Friday, September 17, 2010

Banawa is state champion


(As published in Chess Piece, BusinessWorld, 18 September 2010)

Southern California State Championship
Los Angeles, California
August 14-22, 2010

Final Standings
1-2. FM Philip Xiao Wang 2317, FM Joel Cholo Banawa 2356, 5.0/7
3. IM Cyrus F. Lakdawala 2413, 4.5/7
4. Ankit Gupta 2230, 4.0/7
5-6. IM Timothy Taylor 2317, IM Jack Peters 2357, 3.0/7
7. Konstantin Kavutskiy 2165, 2.5/7
8. FM Michael Casella 2249, 1.0/7

Twenty-one-year-old former Pinoy junior standout Joel Cholo Banawa [IN PHOTO] tied for first in the Southern California (based in LA -- this is differentiated from the Northern California Federation which is based in San Francisco) State Championship, an eight-player round-robin tournament. I asked Cholo to write something about himself and this event, so now I turn you over to him.

Hi! I’m Joel Banawa, a FIDE Master (USCF 2433) from Los Angeles, California, but born and raised in the Philippines. Before leaving the Philippines, I was already one of the top junior players, winning many age-group tournaments, especially the kiddies section (U-14). My most notable accomplishment was winning the Palarong Pambansa (National inter-elementary school games) under the supervision of Coach Henry "Henrysky" Mariano. With the help of both IM Rolly Martinez and NM Michael Gotel who are both world-class trainers, I attained candidate master level and just the right amount of competitiveness when I was 12 years old. At the age of 13, my whole family migrated to San Jose, California. My mom, an Obstetrician-Gynecologist in the Philippines, decided to work as a nurse so that we could all stay permanently in the United States.
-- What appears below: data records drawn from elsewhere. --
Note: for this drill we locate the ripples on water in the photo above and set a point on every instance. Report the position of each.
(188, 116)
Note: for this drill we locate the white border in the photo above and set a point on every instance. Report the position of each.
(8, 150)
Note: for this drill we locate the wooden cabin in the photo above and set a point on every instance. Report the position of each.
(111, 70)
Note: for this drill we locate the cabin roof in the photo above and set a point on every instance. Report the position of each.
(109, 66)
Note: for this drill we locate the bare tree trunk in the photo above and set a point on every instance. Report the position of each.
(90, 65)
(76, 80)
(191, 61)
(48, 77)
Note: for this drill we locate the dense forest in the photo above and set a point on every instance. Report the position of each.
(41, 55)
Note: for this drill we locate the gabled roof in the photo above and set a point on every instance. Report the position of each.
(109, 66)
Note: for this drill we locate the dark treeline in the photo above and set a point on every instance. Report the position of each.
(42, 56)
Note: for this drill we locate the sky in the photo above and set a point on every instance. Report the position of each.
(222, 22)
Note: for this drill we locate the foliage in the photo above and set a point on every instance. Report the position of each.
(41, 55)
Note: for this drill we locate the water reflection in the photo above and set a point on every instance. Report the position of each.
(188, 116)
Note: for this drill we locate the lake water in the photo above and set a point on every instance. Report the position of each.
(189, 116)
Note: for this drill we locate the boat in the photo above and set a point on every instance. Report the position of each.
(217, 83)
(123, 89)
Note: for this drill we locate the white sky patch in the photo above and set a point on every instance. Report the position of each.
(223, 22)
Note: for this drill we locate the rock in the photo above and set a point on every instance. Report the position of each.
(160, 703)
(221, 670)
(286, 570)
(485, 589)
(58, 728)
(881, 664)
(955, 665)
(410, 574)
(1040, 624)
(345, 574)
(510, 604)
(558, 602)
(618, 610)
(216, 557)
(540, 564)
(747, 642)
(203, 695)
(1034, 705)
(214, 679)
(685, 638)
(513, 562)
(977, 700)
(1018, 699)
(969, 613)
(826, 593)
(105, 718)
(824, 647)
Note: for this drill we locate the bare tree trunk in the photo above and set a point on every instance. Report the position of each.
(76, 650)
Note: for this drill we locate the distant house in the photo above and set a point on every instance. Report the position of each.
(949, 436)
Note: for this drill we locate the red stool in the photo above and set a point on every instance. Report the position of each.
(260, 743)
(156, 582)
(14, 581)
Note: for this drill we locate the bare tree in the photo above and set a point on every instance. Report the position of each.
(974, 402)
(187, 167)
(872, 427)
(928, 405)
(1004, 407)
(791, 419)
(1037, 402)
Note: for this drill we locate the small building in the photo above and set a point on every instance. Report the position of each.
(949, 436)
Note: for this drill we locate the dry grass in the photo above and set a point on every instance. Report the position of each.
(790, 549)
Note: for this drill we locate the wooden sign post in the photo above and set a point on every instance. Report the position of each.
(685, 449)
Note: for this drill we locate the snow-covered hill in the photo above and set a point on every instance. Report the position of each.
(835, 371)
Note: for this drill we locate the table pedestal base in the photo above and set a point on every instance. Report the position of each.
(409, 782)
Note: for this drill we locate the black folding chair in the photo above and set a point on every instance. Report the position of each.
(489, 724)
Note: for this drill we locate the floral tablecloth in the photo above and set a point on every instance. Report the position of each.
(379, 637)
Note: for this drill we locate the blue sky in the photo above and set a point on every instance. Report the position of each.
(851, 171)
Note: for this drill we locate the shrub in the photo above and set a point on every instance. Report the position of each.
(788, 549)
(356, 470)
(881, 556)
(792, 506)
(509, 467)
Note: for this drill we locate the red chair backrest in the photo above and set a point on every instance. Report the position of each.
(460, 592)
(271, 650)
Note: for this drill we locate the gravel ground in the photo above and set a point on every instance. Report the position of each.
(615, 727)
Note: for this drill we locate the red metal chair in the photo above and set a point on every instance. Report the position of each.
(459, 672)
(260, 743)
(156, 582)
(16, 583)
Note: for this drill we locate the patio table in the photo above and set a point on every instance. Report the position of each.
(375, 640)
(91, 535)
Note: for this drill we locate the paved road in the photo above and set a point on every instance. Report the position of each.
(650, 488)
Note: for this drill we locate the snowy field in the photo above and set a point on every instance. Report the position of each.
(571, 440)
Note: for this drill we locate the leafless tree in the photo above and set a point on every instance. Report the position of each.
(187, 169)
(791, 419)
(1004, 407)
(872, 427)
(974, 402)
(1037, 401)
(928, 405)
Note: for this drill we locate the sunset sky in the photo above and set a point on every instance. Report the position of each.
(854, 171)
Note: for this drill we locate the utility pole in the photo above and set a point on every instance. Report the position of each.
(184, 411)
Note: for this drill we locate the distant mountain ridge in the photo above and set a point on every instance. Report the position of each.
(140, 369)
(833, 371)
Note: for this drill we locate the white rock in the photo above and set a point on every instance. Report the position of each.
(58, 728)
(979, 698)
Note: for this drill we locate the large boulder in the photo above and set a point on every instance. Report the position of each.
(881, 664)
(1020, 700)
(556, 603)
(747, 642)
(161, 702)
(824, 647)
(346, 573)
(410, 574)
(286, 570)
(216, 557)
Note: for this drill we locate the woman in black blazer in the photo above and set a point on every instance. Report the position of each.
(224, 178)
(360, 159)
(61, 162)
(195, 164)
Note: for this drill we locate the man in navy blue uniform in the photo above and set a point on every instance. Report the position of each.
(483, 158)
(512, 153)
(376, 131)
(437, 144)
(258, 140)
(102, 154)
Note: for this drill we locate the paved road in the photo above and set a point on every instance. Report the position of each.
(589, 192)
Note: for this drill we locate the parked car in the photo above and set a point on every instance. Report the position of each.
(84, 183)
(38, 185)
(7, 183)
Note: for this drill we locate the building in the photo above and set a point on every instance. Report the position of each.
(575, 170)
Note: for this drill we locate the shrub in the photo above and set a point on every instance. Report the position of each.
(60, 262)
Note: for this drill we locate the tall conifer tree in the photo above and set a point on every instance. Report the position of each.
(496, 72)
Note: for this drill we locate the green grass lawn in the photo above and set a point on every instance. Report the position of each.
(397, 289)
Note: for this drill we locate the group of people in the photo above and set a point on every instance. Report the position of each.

My mom was soon permanently assigned to Los Angeles and that is when my brother (Joaquin) and I got involved in Southern California chess. Our first tournament in the United States was the Joseph Ileto Memorial, where we met our chess manager and honorary uncle Takashi Kurosaki. He’s the one who gave us rides, registration fees, and information on certain tournaments. Thanks to Tak, at the age of 13 I earned a USCF Master rating on my first outing. Reading Jeremy Silman’s book How to Reassess Your Chess while in San Jose paid dividends. In the long course of our stay in the United Stated, my brother and I had plenty of success in American tournaments. I had three top 10 performances in several strong US Open, scoring 7/9 in each of them. In the American Open I also had several top 10 performances and, in 2004, I even won the Super Nationals High School tournament, considered as the biggest scholastic tournament in the world.

Recently, I was invited to play in the Southern California State Championship by virtue of my high rating. The field was composed by theee veteran International Masters, three FIDE Masters (including myself), and two very strong masters. I was coming off two sad events in my life. First was the passing of my mother (who will always remain in the hearts of many people for the service she gave them) and the disappointing US Open where I was having a terrific result (Draws to IM Stopa-2580, GM Dmitry Gurevich-2500, GM Gareev-2698) just to lose to a 2300 on the 2nd to the last round. Entering the SoCal championship, I was eager for a good result to dedicate to my mother and to make up for the choked up result in the US Open.

The first day of the tournament, I was assigned to play two of the veteran International Masters. At the first round, I was matched against the dangerous and the tactical International Master Timothy Taylor with the black pieces. The game was an unusual and tactical Nimzo-Indian where Taylor sacrificed a piece for a tremendous attack.